Getting to Know the Headmaster - Part 4: The Socratic Method
The Death of Socrates by Jacques-Louis David
There is no doubt that one can learn a great deal from listening to a carefully prepared lecture, but in my forty-five years of teaching I have for the most part employed the Socratic method because I have found it to be the most effective way to move minds toward the truth. The contemporary classical education movement frequently extols the virtues of the Socratic method, but one must admit that its popularity involves a certain irony since the author of this mode of teaching was sentenced to death for asking his fellow citizens fundamental questions that exposed their ignorance. As it turns out, it is much more difficult than most people realize to answer seemingly simple questions such as, “What is virtue?” Socrates, of course, did not hesitate to direct his questions to those who professed to have all the answers, and he did so in public where their embarrassment was visible to all. Yet in the Platonic dialogues we also see Socrates using this same method among friends who sought his assistance precisely because they believed that the man who knows the right questions—not to mention the order in which they should be asked—must also possess the true answers.

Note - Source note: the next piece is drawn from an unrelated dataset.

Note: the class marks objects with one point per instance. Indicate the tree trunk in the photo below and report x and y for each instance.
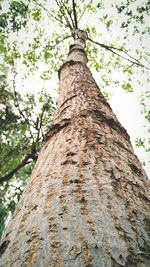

While there is much debate about how much the ironical Socrates really did claim to know, virtually everyone agrees the Socratic method proceeds by question and answer. Just as a good doctor must first ask questions to reveal the nature of a patient’s illness before the doctor can apply the proper remedies to restore the patient to bodily health, so the teacher must first ask questions to reveal what a student does not know so that the teacher can assist the student in acquiring intellectual health, i.e., knowledge. Now, according to St. Thomas Aquinas in his On the Teacher, “one person is said to teach another inasmuch as, by signs, he manifests to another the reasoning process which he himself goes through by his own natural reason.” But the Socratic teacher, rather than present what he knows in the formal and direct mode of a lecture, uses questions to examine his students to determine what they know and do not know, and thus he can engage them at their own level.
But this is essential: the teacher is no more able to transfer knowledge into the minds of his students than is the physician to transfer health into the bodies of his patients. The physician’s art must imitate and assist nature’s own healing processes. Likewise, because the mind is ordered by nature to truth just as the body is ordered by nature to health, the teacher’s art must imitate and assist the natural processes of reasoning. As St. Thomas Aquinas explains, “Just as the doctor is said to heal a patient through the activity of nature, so a man is said to cause knowledge in another through the activity of the learner’s own natural reason, and this is teaching.” To assist the student’s own power to reason so that he might be led from what he already knows to what he does not yet know, the Socratic teacher examines his students by questioning them to expose common intellectual ailments. By asking questions rather than simply presenting answers, the Socratic method, as compared to that of the lecturer, is indirect, which more effectively compels students to exercise their own minds and to reason by their own lights. Here it helps to recall the Platonic notion that education does not consist in bestowing intellectual vision so much as in “turning” the mind’s eye toward the light of reality. In his dialogues, Plato shows that this turning—literally a conversion—is achieved best through conversation. The Socratic teacher knows that his students share but do not yet clearly see the common notions about reality that are in all men. With skillful questioning, the teacher can help students grasp these fundamental notions, notions that are the starting points of all knowledge. By asking the right questions in the right order, the Socratic teacher can lead students to the knowledge of the arts and sciences grounded upon these starting points, or first principles.
Although the Socratic teacher proceeds in a less formal and less direct manner than the lecturer, his questions are anything but random because they arise from knowing both the subject matter and his students’ intellectual condition. Stated otherwise, by so-to-speak “indirectingly” directing his students, the Socratic teacher himself must be guided by the intrinsic order of the subject matter. In treating of the various arts and sciences, he knows and proceeds according to what is antecedent and what is consequent. Merely asking questions without knowledge of the order of learning would ultimately result in meaningless chatter and intellectual chaos.
However gifted the teacher, and whatever mode of teaching he employs, the acquisition of knowledge ultimately depends on the student’s desire to learn, and we see in the Platonic dialogues both those who are docile and those who are hostile to the Socratic method. The Socratic teacher, if he provides a charitable and humble example, can assist students of goodwill in acquiring the good habits necessary for learning. In a very real sense, then, teachers who employ the Socratic method must themselves be students of that which they do not know so that they may not only continue to learn but also provide a living model of the intellectual and moral virtues they hope to inspire in their students.